Paul Dini tries admirably to churn out a engaging story but it just came across as so ho-hum and cliché. The setting was a generic one consisting of Zatanna against the forces of Brother Night, a cult leader who has essentially sold his soul to gain the power of black magic. The reveal of how Night obtained his powers was interesting, however it is in the confrontations where Dini stumbled more oft than not. Between a rather boring face-off Zatanna gains the upper hand but, behold, as Brother Night pulls out his ace in the hole of DA-DUM-DUM dear old Dad John Zatara! How many times is Zatanna going to face off against her dead father? It doesn’t help when your main character is a magician who has to resort to speaking spells backwards to drag the story down further. When used sparingly, it is tolerable, but to have a whole comic like this is frustrating since every other spell is “dleihs em” or “tcetorp em.” I was ready to say “wercs siht” midway through the issue.

The real detractor to the story is the art team which just seems like a wrong fit for this title and the mood you would expect it to have. Stephane Roux does a decent enough job but when coupled with colorist John Kalisz it all comes across as to cartoon-like for what I would want from a title like this.
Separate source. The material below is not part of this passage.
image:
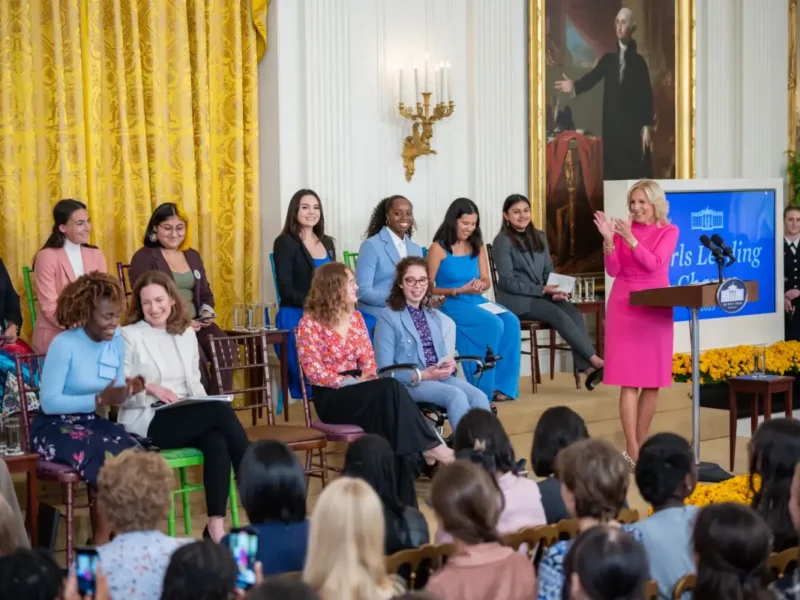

In my mind this book should have a darker feel and a more detailed style of pencils. You want to set the ambiance with a grittier visual presentation that will give the reader a sense of fear. For me, that is what this book should strive to be--something almost on the fringe of horror as the character herself is a magician and expectedly would have to deal with the dark and frightening elements that would fall in perfectly with the horror genre.

As it is I just can’t whole heartedly invest into the solo adventures of Zatanna despite the fact that I really do like the character herself. Dini is a good enough writer to be able to work out the few kinks I found in this offering. He needs to better utilize the magical aspect of the spells and the accompanying incantations primarily. Personally, I think someone along the lines of a Grant Morrison would have much better success with this type of book. However, I do think there needs to be an artistic change though to make this a premier book. I do know that the next couple of issues at least will have a different artist. I sincerely hope that they can find the appropriate tone. Right now I am sticking with this solely for the fact that I am fascinated with Zatanna Zatara. If things stay this stagnant much longer I will be jumping ship faster then you can say “ominoreg!”